Tank vents and rollover valves

Most of the rollover valves I've seen are steel balls operated by gravity. This doesn't work for liquid fuel that's pushed up the line by tank pressure. What I think I'm looking for is a float type check valve that closes with liquid (fuel) but allows vapor to pass both ways? Anyone know a source?

Kalun,
Here in the UK :) I have some Mocal rollover units seen here: Breather valves

They have a steel/metal ball that is wrapped by a plastic one, so it allows venting of light pressure, but when the liquid comes up it shuts it off. Still have to fit them mind...

Brett
 

Ian Clark

Supporter
Hi Bill,

Here's how we did it on our Gulf 1075 recreation. Note: the car now has a single filler cap on the right cowl, as per late Mk1b (Mirage) chassis. So it had to be single fill, yet vent and fill both tanks. The CAVs don't like taking the fuel very fast as the necks aren't vented during fueling. So a few things were done at once:

1) RH filler neck fitted with a vent tube inside the main filler pipe so air can escape during fill. Otherwise as the fuel spills past the elbow in the filler neck air cannot escape. It`s the neck not the tank that needs venting during fill. Venting the tank will not prevent fuel sloshing in the neck from backing up because of trapped air in the neck below the elbow. This vent tube is closed to the atmosphere when the locking filler cap is put on. The Monza style cap is retained for looks but serves no purpose in controling fuel fill or tank venting. These are not air tight (or fuel tight) caps.
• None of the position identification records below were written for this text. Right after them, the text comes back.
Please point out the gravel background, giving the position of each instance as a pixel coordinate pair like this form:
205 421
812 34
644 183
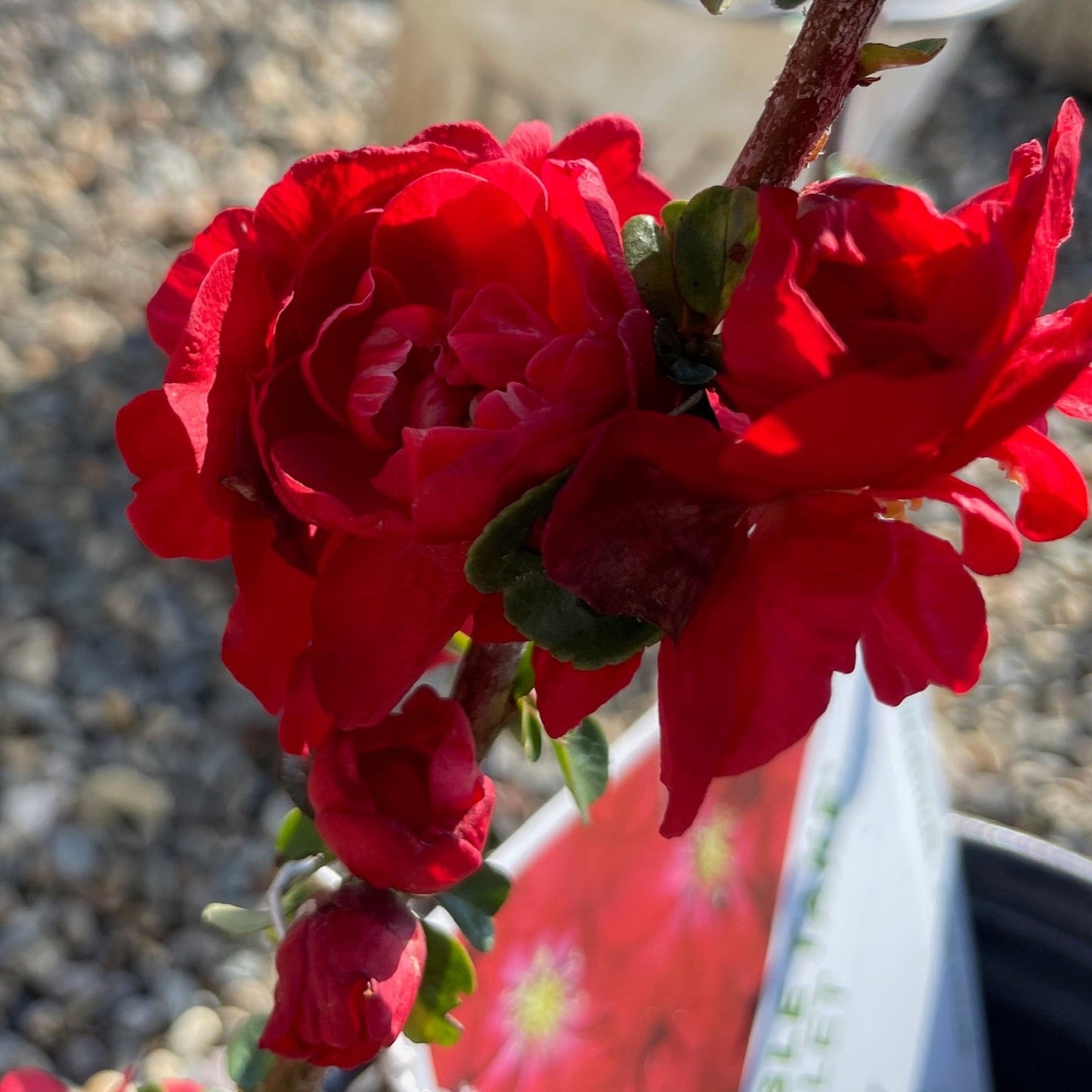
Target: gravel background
138 780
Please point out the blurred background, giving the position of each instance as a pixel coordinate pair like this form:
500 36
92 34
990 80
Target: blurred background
138 782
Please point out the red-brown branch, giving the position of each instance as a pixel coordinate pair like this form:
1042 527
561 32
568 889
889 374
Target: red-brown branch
809 95
484 689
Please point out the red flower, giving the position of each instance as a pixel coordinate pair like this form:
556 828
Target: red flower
363 370
348 976
403 803
875 348
31 1080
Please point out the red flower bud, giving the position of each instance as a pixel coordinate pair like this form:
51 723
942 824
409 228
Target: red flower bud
403 803
348 976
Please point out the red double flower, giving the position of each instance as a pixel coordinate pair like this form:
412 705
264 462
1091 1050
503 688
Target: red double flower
403 803
365 370
875 348
348 971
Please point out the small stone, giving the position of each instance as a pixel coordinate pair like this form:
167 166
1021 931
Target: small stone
249 994
105 1080
83 1056
15 1053
139 1016
232 1017
122 790
176 989
161 1065
74 852
194 1032
31 652
43 1022
32 809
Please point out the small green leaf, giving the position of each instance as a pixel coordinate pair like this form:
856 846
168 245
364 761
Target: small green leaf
670 213
531 731
649 257
713 243
877 57
583 756
500 559
297 838
248 1065
500 556
524 674
449 977
473 903
569 630
235 920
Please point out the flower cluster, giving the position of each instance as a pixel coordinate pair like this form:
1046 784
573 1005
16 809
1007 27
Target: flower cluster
416 391
875 348
365 370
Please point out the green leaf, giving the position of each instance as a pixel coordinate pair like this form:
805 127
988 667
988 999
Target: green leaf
670 213
583 756
247 1065
524 674
449 977
561 623
876 57
531 731
235 920
297 838
713 243
473 903
569 630
649 257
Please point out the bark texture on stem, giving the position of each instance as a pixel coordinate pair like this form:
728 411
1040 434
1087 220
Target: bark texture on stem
809 93
484 689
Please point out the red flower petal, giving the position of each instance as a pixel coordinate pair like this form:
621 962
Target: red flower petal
751 672
1038 372
208 382
304 723
614 144
383 610
169 308
928 625
777 342
642 523
31 1080
450 230
567 694
991 542
319 191
169 512
270 623
1054 501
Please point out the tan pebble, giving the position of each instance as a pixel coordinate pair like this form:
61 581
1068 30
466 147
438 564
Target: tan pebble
249 994
105 1080
985 755
161 1065
194 1032
232 1017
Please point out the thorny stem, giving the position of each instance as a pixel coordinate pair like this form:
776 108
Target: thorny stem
484 689
809 95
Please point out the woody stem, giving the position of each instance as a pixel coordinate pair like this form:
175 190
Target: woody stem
809 94
484 689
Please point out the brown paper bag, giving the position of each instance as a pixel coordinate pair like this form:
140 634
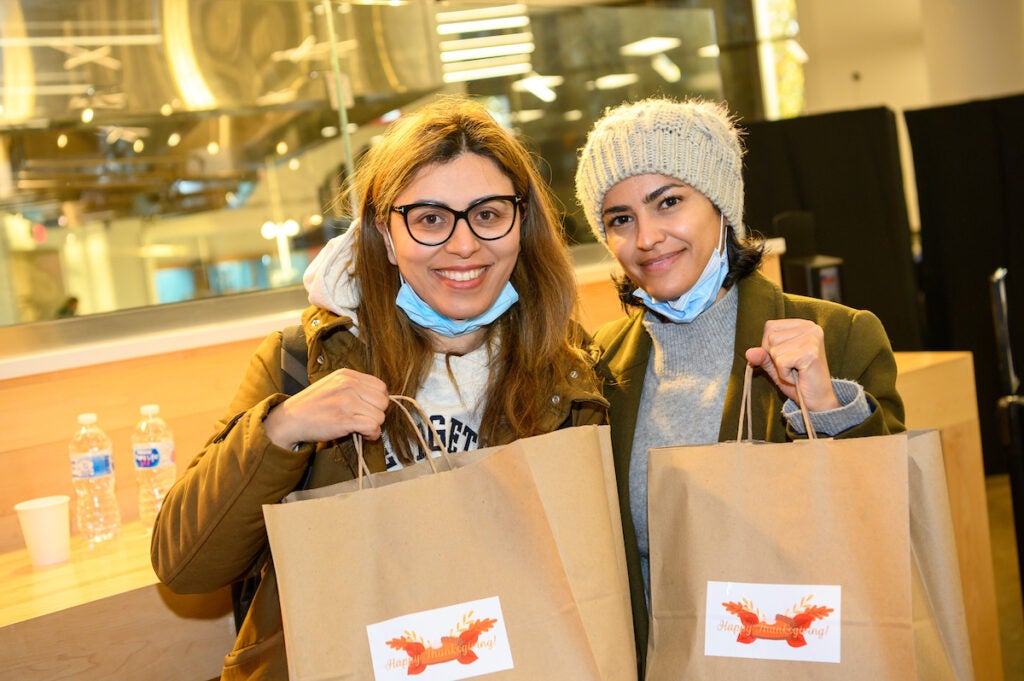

2) A crossover vent line runs over to the stub filler neck on the left had tank to let air escape from that tank as the fuel level rises during fill. This is also capped by the locking cap.

3) Both tanks had vent lines fitted to the top service plates with integral rollover valves in case things go real bad. These lines were fed to the Vapour Separator.

4) A crossover feed line - balance pipe was run between the tanks. Either in tank fuel pump could run the whole system.

CAV tanks are vulcanised ballistic nylon bladders with foam to prevent collapsing the tank and reduce sloshing. It doesn`t completely stop it. The locking filler cap we use is one way vented to prevent cavitation of the tank, however venting to prevent pressurising is done by the vent valves and lines to the Vapour Separator.

5) A Vapour Separator was made from the cut off left hand filler neck. This sits on top of the left fuel tank. The separtor has a closed off bottom and top through which only the large filler neck vent tube passes. While driving any fuel sloshing up that tube can only travel to the right filler neck, not to the atmosphere. No fuel goes up this vent tube during fueling. There is a chamber between the top and bottom plates that is only open to three smaller tubes. One from each bladder tanks rollover vent and one vent to atmosphere (more on this later). The vent to atmosphere tube exits the top of the part, internally this tube is coiled in a verticle spiral so any fuel that managed to slosh up the vent tubes does not flow up the vent to atmosphere tube.

The vent to atmosphere tube will not have any fuel in it, this is important as you don`t want to be redirecting fuel with the vents. Also a charcoal cannister won`t last long if exposed to liquid fuel.

There are solenoid valves that manage the purging of charcoal cannister to the engine on production cars. This requires a computer, intank pressure sensors, wiring and a whole lot of co-operation among parts that probably never worked in a GT40 application before. Until I get my head around that one, we`ll be venting to atmosphere through a charcoal filter to keep the smells down. Running the vent line to the PCV or intake manifold might work but it`s an unknown. Would be nice to know if anyone out there has a donor car purge system we can use.

Hopefully you`ll glean some benifit from the example.